This year marks the third year of the “Young Film Festival”, a collaborative event between the Museum of Contemporary Art, Taipei and independent film makers of Taiwan. The first festival was titled the “Young Pursuing Film Festival”, second year the “Cheers, Youth! Film Festival, and this year the “Young Pop-Eye Film Festival” which continues to offer a platform for young film makers to express and showcase their talents from July 28th through to September 10th.
This year’s film festival intends to focus on two categories: short films and animation, and offers an opportunity for the discovery of Taiwan’s contemporary youthful perspective. This group of young talent has gone through a journey of youthful naïve self-discovery, self-acceptance amongst peers, and this time around, the emphasis is placed on self-reflection of personal ideals and struggles. The outcomes are comprised of issues that these film makers were attentive to throughout different periods. With globalization, there are dramatic shifts in political settings and natural climates, these phenomena have inspired these film makers to base their creative concepts through internal reflections. With a pushing force rising from these adversities and combined with experiences of self-developments, a great vigor is formed with courage and enthusiasm. Through their images, they set out to challenge today’s societal values, and aim to spur for more multifaceted thinking processes.
Short Films
Short films curator / Milu Huang
“With a force of eye-popping vigor, the youths are set out to cross over the past and create a future that is bright and new!”

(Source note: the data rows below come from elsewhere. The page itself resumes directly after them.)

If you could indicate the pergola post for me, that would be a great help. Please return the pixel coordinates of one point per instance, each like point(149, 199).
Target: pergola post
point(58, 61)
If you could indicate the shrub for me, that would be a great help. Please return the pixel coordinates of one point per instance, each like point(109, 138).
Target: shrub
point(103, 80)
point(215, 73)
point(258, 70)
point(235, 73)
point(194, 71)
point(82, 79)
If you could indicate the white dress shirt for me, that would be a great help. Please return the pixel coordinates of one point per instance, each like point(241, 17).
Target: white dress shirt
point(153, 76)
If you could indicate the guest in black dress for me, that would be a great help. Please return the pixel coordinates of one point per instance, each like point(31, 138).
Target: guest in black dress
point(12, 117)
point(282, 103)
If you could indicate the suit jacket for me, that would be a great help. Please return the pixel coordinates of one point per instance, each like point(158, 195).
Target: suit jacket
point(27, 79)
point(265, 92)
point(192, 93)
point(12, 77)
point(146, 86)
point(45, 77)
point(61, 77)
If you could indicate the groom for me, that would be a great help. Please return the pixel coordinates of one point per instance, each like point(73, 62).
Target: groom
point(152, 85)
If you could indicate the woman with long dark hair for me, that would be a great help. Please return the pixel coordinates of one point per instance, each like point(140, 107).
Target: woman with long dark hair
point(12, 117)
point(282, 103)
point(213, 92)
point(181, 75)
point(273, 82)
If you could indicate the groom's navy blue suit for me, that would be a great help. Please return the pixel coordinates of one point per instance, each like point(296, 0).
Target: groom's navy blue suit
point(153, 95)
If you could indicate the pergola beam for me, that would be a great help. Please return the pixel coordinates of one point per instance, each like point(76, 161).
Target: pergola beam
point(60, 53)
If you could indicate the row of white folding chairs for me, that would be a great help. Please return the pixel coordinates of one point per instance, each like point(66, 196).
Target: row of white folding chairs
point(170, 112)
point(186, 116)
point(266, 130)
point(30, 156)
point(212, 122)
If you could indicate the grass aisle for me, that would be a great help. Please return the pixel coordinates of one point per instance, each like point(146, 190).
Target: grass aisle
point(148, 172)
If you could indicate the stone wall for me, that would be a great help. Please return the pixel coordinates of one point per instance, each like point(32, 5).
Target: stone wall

This surging energy of eye-popping vigor is an explosive state of emotion that has been culminated in an extensive period of time, and strives to surpass and excel! It may have originated from skepticism or bewilderment about life, or a sense of loss during the pursuit of dreams, or perhaps a breakdown of emotions are bottled up with no relieving outlet. When the logic of right and wrong is no longer as clearly defined as stated in textbooks, a sense of surging emotion brews inside, and it becomes essential to go on a quest to search for the answer. These conditions come to form the message that the “Young Pop-Eye Film Festival” attempts to deliver. Similar to how a creative process must go through a continual period of self-inspection in order to progress, youthful souls have to also go through the challenges of reality and grow from the experiences acquired, and from which vigorous developments and bold actions carried out by the contemporary young generation are able to be reflected and observed.
Animations
Animations curator / Helin Lou
“Youth” has the ability to resonate to each individual’s personal experiences in life. In life, people gaze into mirrors to observe their own states of youth, and like the theory of the “Mirror Stage” proposed by psychoanalyst Jacques Lacan, through the reflections in the mirror, people are able to learn about the forming of the self. This is similar to how him/herself and his/her own stories through animation. “Young Pop-Eye Film Festival” anticipates for each of the exhibited animation works to connect with the audience. This sense of vigor is similar to the sounds of crashing waves, and it is a symbolism of the exciting rhythm being formed internally, and is also the colliding beats of the heart and soul. Furthermore, it is a perceptual sense that comes from the resonance between two beings. This exhibition hopes through the mirror-like animation works to form a communal life experience with the viewers. The experiences of internal vigor could be inspired by passion, moved emotions, and could also be from sadness or memories. The exhibition is divided into two themes of “Pop-Eye Life Experiences” and “Pop-Eye Story Plots”, and is designed to encourage the animators to interact and connect with each other and to form dialogues between the viewers and animators as well.